Emission controls are helping to reduce health-threatening, ozone-forming pollution from power plants.
- In the last five years, thanks to standards set by EPA, coal-fired power plants achieved reductions in their emissions of nitrogen oxides by an average of 74 percent.
- Overall electric-sector nitrogen oxide pollution has dropped by almost half without noticeably affecting electricity prices or the reliability of the power system.
However, federal standards for ground-level ozone are not sufficiently protective of public health and power plant emissions are still too high.
- Research shows that the current 8-hour ground-level ozone standard of 75 parts per billion (ppb) set in March 2008 under the Bush administration actually leaves millions at risk.
- EPA analysts project that a standard in the range of 60-70 ppb would prevent as many as 12,000 premature deaths per year from heart or lung diseases, along with thousands of cases of bronchitis, asthma and nonfatal heart attacks.
More action is necessary to protect our health and environment from ground-level ozone pollution.
- To protect our health and our environment, EPA should establish a National Ambient Air Quality Standard for ground-level ozone of no higher than 60 parts per billion.
- Power plants should continue to implement more advanced emission control technologies like selective catalytic reduction systems to reduce ozone-forming nitrogen oxide emissions, and ultimately help areas meet the EPA air quality standard.
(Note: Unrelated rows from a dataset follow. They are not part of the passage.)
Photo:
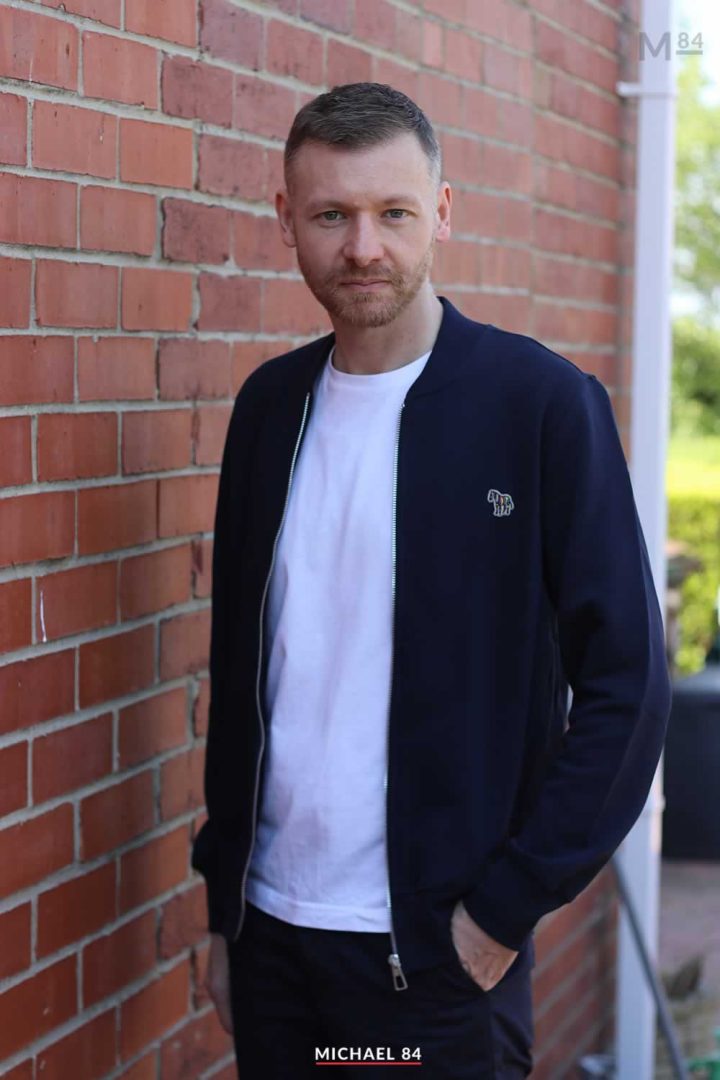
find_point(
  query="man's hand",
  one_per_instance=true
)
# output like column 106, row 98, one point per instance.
column 485, row 959
column 217, row 980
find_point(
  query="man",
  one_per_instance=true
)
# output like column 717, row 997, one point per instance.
column 424, row 532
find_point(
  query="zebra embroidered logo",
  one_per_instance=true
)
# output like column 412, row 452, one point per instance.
column 502, row 504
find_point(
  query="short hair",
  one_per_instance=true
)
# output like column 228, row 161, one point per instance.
column 357, row 115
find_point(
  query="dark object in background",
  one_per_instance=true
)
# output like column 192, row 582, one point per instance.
column 691, row 821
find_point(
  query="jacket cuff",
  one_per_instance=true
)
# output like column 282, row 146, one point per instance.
column 508, row 902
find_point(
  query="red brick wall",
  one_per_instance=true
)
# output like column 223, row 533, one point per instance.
column 141, row 278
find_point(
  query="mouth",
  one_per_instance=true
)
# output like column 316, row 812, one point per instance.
column 364, row 284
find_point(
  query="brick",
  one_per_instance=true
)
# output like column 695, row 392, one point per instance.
column 29, row 852
column 89, row 1051
column 146, row 1068
column 187, row 504
column 77, row 445
column 36, row 369
column 157, row 866
column 37, row 49
column 558, row 232
column 37, row 1006
column 194, row 1047
column 76, row 908
column 194, row 90
column 505, row 169
column 153, row 1009
column 103, row 11
column 334, row 14
column 155, row 299
column 202, row 558
column 71, row 757
column 289, row 304
column 184, row 921
column 120, row 515
column 193, row 232
column 15, row 613
column 37, row 690
column 191, row 368
column 181, row 783
column 247, row 355
column 15, row 450
column 73, row 139
column 13, row 130
column 15, row 933
column 157, row 440
column 116, row 665
column 561, row 51
column 116, row 368
column 76, row 294
column 14, row 293
column 232, row 167
column 262, row 107
column 37, row 527
column 24, row 1071
column 257, row 243
column 154, row 581
column 201, row 710
column 347, row 63
column 38, row 212
column 294, row 53
column 77, row 599
column 562, row 140
column 119, row 958
column 211, row 432
column 231, row 34
column 120, row 70
column 184, row 644
column 171, row 19
column 116, row 815
column 13, row 783
column 155, row 153
column 112, row 219
column 152, row 726
column 229, row 304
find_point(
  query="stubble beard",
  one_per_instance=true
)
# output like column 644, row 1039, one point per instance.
column 358, row 308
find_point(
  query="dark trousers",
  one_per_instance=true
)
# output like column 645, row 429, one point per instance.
column 300, row 994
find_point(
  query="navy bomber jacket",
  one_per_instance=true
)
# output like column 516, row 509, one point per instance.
column 519, row 568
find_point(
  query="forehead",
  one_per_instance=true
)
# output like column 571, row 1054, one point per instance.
column 396, row 164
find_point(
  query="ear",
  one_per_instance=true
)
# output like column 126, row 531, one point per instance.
column 443, row 212
column 285, row 217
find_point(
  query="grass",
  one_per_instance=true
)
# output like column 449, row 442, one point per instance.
column 693, row 466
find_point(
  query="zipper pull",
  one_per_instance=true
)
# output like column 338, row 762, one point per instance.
column 399, row 982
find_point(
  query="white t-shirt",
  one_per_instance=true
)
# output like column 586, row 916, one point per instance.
column 320, row 856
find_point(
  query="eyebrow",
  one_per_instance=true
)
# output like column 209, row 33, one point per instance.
column 337, row 203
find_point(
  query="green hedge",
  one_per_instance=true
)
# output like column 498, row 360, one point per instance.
column 695, row 518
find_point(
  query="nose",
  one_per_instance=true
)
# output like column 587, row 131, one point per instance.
column 363, row 243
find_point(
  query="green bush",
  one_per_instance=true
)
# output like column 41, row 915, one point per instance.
column 695, row 518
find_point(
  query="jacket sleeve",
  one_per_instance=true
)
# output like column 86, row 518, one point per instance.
column 229, row 513
column 612, row 645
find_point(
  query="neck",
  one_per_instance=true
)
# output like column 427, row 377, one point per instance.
column 369, row 350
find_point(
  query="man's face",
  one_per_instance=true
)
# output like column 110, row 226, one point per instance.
column 365, row 224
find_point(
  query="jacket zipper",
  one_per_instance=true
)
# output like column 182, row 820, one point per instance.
column 399, row 982
column 257, row 678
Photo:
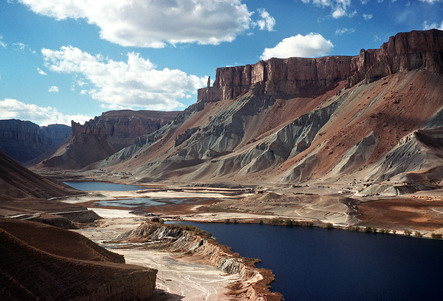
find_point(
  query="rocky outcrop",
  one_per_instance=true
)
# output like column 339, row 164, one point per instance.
column 263, row 123
column 24, row 194
column 88, row 144
column 102, row 136
column 291, row 77
column 122, row 127
column 25, row 141
column 40, row 271
column 306, row 77
column 17, row 181
column 403, row 52
column 254, row 283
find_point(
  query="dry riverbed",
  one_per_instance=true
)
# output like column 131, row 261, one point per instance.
column 181, row 277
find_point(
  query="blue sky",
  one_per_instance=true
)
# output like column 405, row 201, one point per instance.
column 63, row 60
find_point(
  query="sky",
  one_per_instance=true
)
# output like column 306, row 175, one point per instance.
column 63, row 60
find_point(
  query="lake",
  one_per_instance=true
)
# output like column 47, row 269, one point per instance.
column 91, row 186
column 319, row 264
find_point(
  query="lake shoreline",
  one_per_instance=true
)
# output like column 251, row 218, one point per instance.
column 204, row 211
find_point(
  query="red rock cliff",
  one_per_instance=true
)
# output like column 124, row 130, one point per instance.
column 306, row 77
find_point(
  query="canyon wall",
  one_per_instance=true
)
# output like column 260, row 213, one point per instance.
column 32, row 269
column 25, row 141
column 310, row 77
column 123, row 126
column 102, row 136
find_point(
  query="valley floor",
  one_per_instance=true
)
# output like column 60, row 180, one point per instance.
column 420, row 213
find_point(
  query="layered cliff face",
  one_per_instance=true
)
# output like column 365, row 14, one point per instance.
column 306, row 77
column 25, row 141
column 274, row 133
column 104, row 135
column 403, row 52
column 122, row 127
column 292, row 77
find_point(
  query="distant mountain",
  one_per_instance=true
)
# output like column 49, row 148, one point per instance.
column 104, row 135
column 16, row 181
column 43, row 262
column 25, row 141
column 372, row 118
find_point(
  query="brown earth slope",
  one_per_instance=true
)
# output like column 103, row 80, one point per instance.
column 253, row 127
column 42, row 270
column 24, row 194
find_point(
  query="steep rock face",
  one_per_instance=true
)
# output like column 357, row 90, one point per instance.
column 254, row 282
column 18, row 182
column 87, row 144
column 286, row 78
column 104, row 135
column 403, row 52
column 300, row 77
column 262, row 136
column 24, row 140
column 122, row 127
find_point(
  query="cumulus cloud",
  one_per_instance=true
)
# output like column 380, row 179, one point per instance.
column 41, row 72
column 2, row 44
column 155, row 23
column 427, row 25
column 267, row 22
column 53, row 89
column 339, row 8
column 119, row 84
column 311, row 45
column 343, row 31
column 14, row 109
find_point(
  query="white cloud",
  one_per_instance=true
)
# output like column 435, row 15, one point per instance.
column 428, row 26
column 53, row 89
column 41, row 72
column 339, row 7
column 135, row 83
column 267, row 22
column 311, row 45
column 14, row 109
column 143, row 23
column 2, row 44
column 22, row 47
column 343, row 31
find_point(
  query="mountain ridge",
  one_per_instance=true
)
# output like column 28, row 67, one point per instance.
column 250, row 133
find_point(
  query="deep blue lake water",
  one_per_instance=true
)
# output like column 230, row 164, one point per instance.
column 318, row 264
column 89, row 186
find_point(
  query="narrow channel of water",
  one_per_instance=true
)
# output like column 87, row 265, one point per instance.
column 318, row 264
column 105, row 186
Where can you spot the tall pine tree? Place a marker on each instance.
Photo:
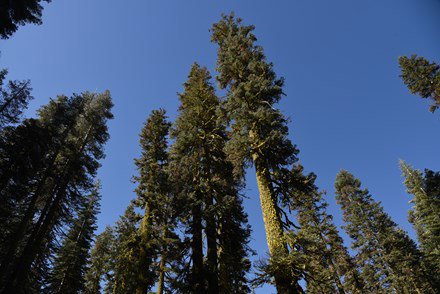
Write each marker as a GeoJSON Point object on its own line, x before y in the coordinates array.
{"type": "Point", "coordinates": [425, 215]}
{"type": "Point", "coordinates": [388, 259]}
{"type": "Point", "coordinates": [422, 77]}
{"type": "Point", "coordinates": [71, 259]}
{"type": "Point", "coordinates": [19, 12]}
{"type": "Point", "coordinates": [99, 265]}
{"type": "Point", "coordinates": [259, 131]}
{"type": "Point", "coordinates": [157, 201]}
{"type": "Point", "coordinates": [14, 98]}
{"type": "Point", "coordinates": [208, 191]}
{"type": "Point", "coordinates": [77, 131]}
- Additionally, to help reduce pollution, state and federal governments should accelerate the transition away from fossil fuels and toward a clean energy economy.
Important steps include:
- Establishing or increasing renewable electricity standards to ensure that at least 25 percent of U.S. electricity comes from renewable sources of energy such as wind and solar by 2025;
- Strengthening energy efficiency standards and codes for appliances, and requiring all new buildings use zero net energy by 2030;
- Ramping up investment in solar power through tax credits, specific solar generation targets in state renewable electricity standards, requirements for “solar ready homes,” rebate programs, and other measures; and
- Ending subsidies for fossil fuel industries.